Apple shares dipped below $400 for the first time since April on Monday as a glut of unsold iPhones prompted Jefferies & Co. to lower its target price, and Global Equities Research said low morale is causing employee departures.

Apple (Nasdaq: AAPL), the world’s most valuable technology company, fell 2.7 percent to $402.54 at the close in New York, after earlier dropping as low as $398.05. The shares have declined 24 percent this year, compared with a 10 percent gain in the Standard & Poor’s 500 Index.

The stock has retreated 43 percent from a record high in September amid concern that Chief Executive Officer Tim Cook has taken too long to deliver a new breakthrough product to help make up for stiffer iPhone competition. Retailers and wireless carriers have twice the normal levels of iPhone inventory, indicating that Apple is selling fewer handsets than expected, said Peter Misek, an analyst at Jefferies.

Trip Chowdhry, an analyst at Global Equities, also said morale is low and more Apple workers are seeking jobs at companies such as Google Inc. and Facebook Inc.

Apple is “a whipping boy of Wall Street right now,” Laszlo Birinyi Jr., the founder of Birinyi Associates Inc., said in an interview with Bloomberg Television last week.

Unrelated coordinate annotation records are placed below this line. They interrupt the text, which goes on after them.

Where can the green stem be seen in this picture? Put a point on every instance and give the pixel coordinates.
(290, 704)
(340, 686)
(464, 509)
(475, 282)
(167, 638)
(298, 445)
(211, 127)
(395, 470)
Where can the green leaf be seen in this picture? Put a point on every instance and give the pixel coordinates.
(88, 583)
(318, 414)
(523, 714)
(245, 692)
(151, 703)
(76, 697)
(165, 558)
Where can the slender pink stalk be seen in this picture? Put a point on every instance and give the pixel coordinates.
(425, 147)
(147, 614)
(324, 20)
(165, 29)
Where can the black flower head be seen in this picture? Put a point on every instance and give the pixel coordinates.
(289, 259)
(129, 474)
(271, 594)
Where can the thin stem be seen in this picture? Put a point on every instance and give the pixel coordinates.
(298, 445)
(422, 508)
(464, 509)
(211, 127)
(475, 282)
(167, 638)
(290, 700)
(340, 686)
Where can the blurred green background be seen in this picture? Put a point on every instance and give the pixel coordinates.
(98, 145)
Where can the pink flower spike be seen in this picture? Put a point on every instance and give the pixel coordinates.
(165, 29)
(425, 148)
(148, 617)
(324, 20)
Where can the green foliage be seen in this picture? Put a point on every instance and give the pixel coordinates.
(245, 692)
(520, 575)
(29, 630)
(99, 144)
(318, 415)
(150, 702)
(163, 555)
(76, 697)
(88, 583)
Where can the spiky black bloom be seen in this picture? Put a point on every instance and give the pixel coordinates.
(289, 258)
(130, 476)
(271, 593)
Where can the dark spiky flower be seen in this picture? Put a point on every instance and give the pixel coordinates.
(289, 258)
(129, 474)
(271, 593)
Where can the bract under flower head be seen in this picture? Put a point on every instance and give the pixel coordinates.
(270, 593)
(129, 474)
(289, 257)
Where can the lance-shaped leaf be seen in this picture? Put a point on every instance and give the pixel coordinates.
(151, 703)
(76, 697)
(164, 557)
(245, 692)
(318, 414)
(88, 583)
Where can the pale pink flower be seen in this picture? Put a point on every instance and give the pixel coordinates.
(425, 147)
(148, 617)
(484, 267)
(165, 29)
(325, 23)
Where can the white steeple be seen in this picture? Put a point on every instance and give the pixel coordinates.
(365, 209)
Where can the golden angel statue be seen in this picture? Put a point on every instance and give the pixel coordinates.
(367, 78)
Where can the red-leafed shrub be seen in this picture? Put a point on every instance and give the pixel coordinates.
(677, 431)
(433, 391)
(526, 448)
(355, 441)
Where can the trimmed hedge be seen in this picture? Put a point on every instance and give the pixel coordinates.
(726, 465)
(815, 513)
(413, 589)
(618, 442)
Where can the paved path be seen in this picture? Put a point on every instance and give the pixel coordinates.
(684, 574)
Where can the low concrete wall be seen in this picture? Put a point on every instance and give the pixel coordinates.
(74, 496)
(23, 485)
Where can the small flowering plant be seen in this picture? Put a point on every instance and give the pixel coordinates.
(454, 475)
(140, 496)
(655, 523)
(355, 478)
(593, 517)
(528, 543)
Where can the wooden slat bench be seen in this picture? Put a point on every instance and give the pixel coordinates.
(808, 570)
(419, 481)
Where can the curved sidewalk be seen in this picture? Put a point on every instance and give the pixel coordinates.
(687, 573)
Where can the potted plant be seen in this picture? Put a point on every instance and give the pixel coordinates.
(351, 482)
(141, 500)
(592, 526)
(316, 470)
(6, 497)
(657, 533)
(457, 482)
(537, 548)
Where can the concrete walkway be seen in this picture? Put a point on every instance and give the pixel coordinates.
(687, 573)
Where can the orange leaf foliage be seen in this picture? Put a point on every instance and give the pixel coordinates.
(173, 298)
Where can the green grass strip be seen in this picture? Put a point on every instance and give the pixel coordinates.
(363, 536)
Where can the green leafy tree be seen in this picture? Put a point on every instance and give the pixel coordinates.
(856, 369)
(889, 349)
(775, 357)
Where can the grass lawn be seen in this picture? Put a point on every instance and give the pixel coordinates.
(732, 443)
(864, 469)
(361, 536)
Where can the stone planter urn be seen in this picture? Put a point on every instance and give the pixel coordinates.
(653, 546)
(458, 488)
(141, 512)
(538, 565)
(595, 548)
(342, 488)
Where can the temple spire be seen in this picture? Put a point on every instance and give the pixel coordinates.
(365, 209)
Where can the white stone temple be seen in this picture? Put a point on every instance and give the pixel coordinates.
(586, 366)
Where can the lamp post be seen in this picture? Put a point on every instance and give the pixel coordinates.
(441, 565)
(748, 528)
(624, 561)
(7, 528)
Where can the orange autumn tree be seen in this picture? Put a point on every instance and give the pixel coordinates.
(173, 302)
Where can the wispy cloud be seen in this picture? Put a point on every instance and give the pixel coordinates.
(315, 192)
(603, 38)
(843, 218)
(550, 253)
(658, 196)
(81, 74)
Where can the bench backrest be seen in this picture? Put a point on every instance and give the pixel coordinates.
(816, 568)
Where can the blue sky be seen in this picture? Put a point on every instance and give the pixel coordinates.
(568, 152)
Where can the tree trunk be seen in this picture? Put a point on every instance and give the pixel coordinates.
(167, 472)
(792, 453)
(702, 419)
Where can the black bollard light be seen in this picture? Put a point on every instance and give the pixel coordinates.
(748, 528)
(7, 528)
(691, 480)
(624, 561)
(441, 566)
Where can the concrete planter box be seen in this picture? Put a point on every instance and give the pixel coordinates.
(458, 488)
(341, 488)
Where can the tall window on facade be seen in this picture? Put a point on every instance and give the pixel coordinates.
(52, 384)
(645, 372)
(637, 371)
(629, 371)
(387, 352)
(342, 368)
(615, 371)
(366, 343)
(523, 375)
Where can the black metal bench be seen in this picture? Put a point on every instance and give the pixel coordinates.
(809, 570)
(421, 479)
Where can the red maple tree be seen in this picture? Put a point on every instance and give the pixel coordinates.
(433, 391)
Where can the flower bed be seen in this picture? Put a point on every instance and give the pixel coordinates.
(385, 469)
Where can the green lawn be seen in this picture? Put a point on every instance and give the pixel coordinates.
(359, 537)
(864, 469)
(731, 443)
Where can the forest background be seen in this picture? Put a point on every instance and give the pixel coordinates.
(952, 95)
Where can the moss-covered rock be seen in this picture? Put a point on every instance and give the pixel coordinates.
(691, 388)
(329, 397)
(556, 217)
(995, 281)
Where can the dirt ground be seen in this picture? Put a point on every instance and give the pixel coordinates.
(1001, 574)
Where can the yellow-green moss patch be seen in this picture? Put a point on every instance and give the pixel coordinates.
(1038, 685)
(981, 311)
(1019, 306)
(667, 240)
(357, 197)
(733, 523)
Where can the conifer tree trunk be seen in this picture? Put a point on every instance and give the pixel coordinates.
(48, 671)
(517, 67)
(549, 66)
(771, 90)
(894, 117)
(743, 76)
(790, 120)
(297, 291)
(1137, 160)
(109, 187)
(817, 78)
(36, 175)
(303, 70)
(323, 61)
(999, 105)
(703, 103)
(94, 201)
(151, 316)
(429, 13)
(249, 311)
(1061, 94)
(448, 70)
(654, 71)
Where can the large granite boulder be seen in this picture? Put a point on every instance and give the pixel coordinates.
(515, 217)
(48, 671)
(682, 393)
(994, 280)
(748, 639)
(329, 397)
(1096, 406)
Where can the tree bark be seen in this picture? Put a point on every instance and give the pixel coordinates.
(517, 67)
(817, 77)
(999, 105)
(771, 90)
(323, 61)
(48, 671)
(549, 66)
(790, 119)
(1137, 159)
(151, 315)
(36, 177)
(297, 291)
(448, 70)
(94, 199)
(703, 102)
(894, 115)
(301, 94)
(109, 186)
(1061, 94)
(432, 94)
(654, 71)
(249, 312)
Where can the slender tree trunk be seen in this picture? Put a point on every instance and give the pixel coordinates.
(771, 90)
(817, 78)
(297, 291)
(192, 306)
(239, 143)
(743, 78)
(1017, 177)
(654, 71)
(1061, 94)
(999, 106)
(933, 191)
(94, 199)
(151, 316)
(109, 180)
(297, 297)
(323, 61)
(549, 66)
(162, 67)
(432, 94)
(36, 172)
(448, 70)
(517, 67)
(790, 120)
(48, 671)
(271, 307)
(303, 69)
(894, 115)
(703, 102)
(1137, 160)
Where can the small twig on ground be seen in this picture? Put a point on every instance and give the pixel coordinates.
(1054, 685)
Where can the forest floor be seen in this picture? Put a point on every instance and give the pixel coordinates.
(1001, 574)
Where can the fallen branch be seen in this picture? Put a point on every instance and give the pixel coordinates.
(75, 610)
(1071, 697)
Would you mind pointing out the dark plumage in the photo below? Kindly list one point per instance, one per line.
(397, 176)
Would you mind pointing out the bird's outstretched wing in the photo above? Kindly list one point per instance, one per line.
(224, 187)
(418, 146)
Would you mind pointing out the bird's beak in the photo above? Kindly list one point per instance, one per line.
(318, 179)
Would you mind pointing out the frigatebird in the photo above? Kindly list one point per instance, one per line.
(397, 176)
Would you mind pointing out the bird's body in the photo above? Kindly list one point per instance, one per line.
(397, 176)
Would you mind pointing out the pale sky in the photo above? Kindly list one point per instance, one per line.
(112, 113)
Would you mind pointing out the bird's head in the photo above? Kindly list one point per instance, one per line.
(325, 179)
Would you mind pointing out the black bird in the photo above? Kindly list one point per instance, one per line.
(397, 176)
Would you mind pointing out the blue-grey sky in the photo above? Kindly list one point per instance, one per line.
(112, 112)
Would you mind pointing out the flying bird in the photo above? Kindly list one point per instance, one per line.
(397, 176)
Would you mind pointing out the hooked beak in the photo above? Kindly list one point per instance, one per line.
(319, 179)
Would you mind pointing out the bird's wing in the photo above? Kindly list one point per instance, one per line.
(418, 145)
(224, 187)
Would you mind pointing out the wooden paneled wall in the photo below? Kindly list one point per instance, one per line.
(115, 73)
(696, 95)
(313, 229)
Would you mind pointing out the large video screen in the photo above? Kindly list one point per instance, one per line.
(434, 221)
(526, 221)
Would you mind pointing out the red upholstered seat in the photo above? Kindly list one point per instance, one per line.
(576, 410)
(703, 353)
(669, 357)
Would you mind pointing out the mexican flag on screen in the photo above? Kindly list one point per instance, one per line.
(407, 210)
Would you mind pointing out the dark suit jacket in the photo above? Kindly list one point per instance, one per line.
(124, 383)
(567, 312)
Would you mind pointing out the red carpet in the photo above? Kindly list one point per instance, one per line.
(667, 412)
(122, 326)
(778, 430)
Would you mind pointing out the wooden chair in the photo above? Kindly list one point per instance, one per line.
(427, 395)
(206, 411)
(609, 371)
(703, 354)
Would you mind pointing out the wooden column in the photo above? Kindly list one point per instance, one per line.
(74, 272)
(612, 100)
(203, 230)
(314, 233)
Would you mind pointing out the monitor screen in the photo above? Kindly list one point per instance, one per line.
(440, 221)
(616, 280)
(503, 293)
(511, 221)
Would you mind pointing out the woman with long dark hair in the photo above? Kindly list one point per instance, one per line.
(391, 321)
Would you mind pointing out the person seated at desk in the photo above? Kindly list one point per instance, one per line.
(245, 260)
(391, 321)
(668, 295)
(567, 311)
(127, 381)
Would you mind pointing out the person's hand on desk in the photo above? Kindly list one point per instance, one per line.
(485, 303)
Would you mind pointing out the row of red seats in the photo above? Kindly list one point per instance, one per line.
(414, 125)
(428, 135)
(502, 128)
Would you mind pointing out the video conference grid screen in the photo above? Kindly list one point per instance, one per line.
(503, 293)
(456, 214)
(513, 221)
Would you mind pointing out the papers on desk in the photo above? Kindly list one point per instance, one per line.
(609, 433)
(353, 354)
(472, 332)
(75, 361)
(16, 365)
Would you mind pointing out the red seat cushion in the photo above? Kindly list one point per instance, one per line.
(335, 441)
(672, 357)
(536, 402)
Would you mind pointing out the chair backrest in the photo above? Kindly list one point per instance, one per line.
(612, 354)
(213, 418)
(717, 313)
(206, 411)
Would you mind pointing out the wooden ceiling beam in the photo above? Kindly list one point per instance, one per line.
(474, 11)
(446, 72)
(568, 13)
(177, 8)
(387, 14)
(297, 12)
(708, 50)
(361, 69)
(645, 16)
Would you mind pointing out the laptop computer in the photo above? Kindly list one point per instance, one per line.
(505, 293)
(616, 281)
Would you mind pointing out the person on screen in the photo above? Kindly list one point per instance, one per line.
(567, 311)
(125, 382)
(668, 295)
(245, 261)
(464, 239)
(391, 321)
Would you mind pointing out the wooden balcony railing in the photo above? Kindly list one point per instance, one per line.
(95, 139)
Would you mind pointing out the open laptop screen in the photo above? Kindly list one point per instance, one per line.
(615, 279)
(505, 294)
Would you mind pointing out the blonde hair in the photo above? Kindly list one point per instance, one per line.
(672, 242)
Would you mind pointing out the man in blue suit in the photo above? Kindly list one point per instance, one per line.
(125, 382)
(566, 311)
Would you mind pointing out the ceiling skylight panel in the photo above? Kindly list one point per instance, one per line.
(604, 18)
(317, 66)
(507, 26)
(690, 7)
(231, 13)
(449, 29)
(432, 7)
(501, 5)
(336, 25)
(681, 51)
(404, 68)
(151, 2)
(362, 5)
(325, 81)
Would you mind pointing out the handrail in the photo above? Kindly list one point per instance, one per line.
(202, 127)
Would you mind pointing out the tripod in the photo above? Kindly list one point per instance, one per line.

In the second half of this year, Apple will build a maximum of 85 million iPhones, Misek wrote in a research report, less than his prior estimate for 110 million units. He rates the shares a hold and cut his target price to $405 from $420.

Google’s Gains

The stock slump is being felt by employees, Chowdhry said. Google’s shares, by contrast, have gained 23 percent this year.
“Recruiters are seeing more and more employees from Apple applying for jobs at Google, LinkedIn, Facebook and even Hewlett-Packard,” Chowdhry wrote in a research report.

Steve Dowling, a spokesman at Apple, declined to comment.

As of last week, Cook’s pay will be determined partially by Apple’s stock. In a change to his pay package, Apple’s board said on June 21 that about a third of the 1 million shares Cook was awarded when he succeeded Apple co-founder Steve Jobs in 2011 will now be determined by how the stock performs compared with other companies in the Standard & Poor’s 500 Index.

Other than a new MacBook Air laptop, Apple hasn’t had a new product go on sale since last year, leaving investors and customers awaiting the release of a new iPhone and iPad, which may arrive later this year. Apple’s profit fell for the first time in a decade in the most recent quarter, and analysts predict the slump will continue in the current period.